Voor de toepassing in de landbouw liggen de zaken anders. “Het is belangrijk landbouw en plantenbiotechnologie niet over dezelfde ethische kam te scheren als de medische toepassingen”, vindt Inzé. “In 2018 heeft het Europees Hof van Justitie de CRISPR-methode gecategoriseerd onder de klassieke Europese wetgeving voor genetisch gewijzigde gewassen. Dat is absurd. Bij klassieke ggo-technieken wordt vreemde genetische informatie toegevoegd. Dat kan met deze methode ook, maar meestal wordt ze gebruikt om iets te wijzigen zonder dat er vreemd DNA aan te pas komt. Je kunt het resultaat dan genetisch niet onderscheiden van een ongewijzigde plant. De beslissing van het Europese Hof veroordeelt met andere woorden niet het eindproduct, maar het proces. Die beslissing heeft de wetenschappelijke wereld op zijn kop gezet. In die mate dat de Europese Commissie heeft beslist het dossier te heropenen. Dat is goed, want de rest van de wereld is wel met wetgeving gekomen, om de technologie voor plantenveredeling toe te staan.”

In de plantenbiotechnologie is er veel enthousiasme over de techniek. Dreigt geen herhaling van het scenario dat de pioniers van de plantenbiotechnologie overkwam? Europa, en met name Vlaanderen, stond mee aan de wieg van toepassingen van biotech in de landbouw, maar stond weigerachtig tegenover het toepassen ervan in het veld. “We pleiten zeker niet voor een ongelimiteerd gebruik van die technologie”, zegt Inzé. “Er moet maatschappelijke controle zijn. Je kunt je afvragen of je volledige resistentie tegen onkruidverdelgers wilt inbouwen in alle planten. Maar de technologie helemaal in de diepvries steken, is geen goed idee. Zeker in het licht van de klimaatopwarming en de uitdagingen in biodiversiteit hebben we deze technologie nodig om sneller een ecovriendelijker landbouw mogelijk te maken.”
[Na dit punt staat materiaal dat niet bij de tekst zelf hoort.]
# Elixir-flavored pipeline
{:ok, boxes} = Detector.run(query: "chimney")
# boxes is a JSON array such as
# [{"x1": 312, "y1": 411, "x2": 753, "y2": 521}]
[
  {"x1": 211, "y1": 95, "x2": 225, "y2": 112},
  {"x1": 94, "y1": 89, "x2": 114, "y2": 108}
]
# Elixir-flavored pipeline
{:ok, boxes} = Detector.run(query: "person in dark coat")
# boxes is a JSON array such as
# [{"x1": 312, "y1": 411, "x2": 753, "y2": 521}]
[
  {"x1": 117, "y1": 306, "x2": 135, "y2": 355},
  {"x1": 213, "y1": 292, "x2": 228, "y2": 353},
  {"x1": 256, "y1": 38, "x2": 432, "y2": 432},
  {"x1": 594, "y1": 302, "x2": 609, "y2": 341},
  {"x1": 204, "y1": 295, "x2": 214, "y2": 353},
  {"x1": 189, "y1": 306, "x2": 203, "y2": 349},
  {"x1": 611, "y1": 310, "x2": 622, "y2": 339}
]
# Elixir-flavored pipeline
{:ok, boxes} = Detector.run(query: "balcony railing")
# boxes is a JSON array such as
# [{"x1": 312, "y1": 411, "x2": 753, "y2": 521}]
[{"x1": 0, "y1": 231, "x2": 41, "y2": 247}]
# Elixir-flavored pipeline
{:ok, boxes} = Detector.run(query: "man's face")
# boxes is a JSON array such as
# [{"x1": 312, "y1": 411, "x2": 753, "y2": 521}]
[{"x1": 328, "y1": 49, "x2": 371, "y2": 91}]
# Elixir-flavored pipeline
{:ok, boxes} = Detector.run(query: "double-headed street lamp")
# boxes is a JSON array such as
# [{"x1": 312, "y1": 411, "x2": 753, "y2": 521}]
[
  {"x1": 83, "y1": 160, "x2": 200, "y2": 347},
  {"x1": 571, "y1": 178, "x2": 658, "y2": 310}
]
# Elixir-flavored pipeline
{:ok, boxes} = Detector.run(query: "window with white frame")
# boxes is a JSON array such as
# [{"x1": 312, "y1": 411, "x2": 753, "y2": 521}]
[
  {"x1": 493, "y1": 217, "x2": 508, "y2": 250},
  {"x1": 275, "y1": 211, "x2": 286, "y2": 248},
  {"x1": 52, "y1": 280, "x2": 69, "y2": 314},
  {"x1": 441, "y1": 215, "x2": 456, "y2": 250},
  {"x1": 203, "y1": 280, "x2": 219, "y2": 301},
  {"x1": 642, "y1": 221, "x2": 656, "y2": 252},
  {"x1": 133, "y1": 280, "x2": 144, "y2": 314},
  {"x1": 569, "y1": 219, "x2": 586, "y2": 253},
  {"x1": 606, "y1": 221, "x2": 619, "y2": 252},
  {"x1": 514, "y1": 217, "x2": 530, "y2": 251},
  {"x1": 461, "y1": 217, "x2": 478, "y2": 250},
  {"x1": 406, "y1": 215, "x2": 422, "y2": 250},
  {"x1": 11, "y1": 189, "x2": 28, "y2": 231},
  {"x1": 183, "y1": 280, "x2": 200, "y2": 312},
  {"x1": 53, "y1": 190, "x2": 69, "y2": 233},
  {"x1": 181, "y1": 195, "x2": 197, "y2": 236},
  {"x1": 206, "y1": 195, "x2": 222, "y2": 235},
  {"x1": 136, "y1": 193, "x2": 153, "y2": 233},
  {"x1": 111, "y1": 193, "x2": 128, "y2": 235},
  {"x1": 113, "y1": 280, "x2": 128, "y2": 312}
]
“Twintig jaar geleden was het voorzorgsprincipe nog een argument. Je kent de gevolgen niet van vreemd DNA dat je in een plant aanbrengt. Intussen heeft een eindeloze rij studies aangetoond dat er geen enkel risico is. Maar ik wil de discussie over de toelating van oude genetisch gewijzigde gewassen niet heropenen. Ik hoop alleen dat het gebruik van nieuwe producten, waar geen vreemd DNA in zit en die zijn bekomen met CRISPR-Cas9, van de ggo-wetgeving worden vrijgesteld.”